The American Architectural Foundation has been dedicated to advancing the role of architecture and design in American society since its founding in 1943 by the American Institute of Architects.

In its 75 years in existence the Foundation’s work has taken many forms — from educational programming and exhibitions in its early years to large-scale design initiatives and programs —all of which serve to create a rich legacy.

As the managing partner of the Mayors’ Institute on City Design for twenty years, in partnership with the National Endowment for the Arts and the United States Conference of Mayors, the Foundation helped move the needle on design and cities. And, through its other signature programs like Save America’s Treasures in partnership with National Parks Service, the Sustainable Cities Design Academy, and Design for Learning, the Foundation has provided critical design leadership training and technical assistance to hundreds of elected officials, education leaders, business leaders, and other key decision makers in the design process.

In recent years, cities and civic leaders have embraced design and design thinking in a way that could not have been imagined when the Foundation begin its work back in 1943 — and AAF’s role in this transformation is a source of great pride for the Foundation. With this increased interest in the role of design in shaping our cities came a proliferation of new organizations to support and facilitate this cultural shift. These advances in the role of design in American society and changes in the nonprofit design sector, coupled with the departure of the organization’s longest-serving CEO, prompted the Foundation’s Board to embark on an intensive and lengthy process to examine the ongoing role and work of the Foundation.

As the Board of Regents reflected on the positive changes of the cultural value of design, the accomplishments of the Foundation, and how the legacy of the Foundation’s work is being carried out by its former staff in new roles and organizations across the country, they reached the conclusion that the American Architectural Foundation had accomplished what it set out to do.

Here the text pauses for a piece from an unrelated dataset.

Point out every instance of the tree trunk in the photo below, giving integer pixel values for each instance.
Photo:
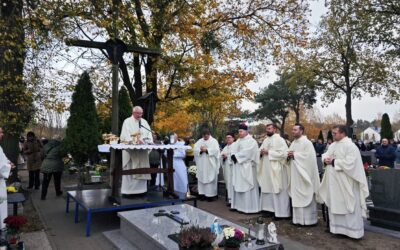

As a result, the Foundation began to complete its remaining programs and wind down its operations in the Summer of 2018 and the organization’s endowments have been distributed to allied organizations. The Foundation’s research and reports will remain available on its website as a resource to the field.

The Foundation’s work would not have been possible without the incredible talents of its many staff over the decades, the generous support of its funders, and the tireless dedication of its civic & design partners across the country. The Board remains deeply proud of the significant contributions Foundation has made in its 75-year history and would like to acknowledge that this would not have been possible without the efforts, dedication, and support from so many of you.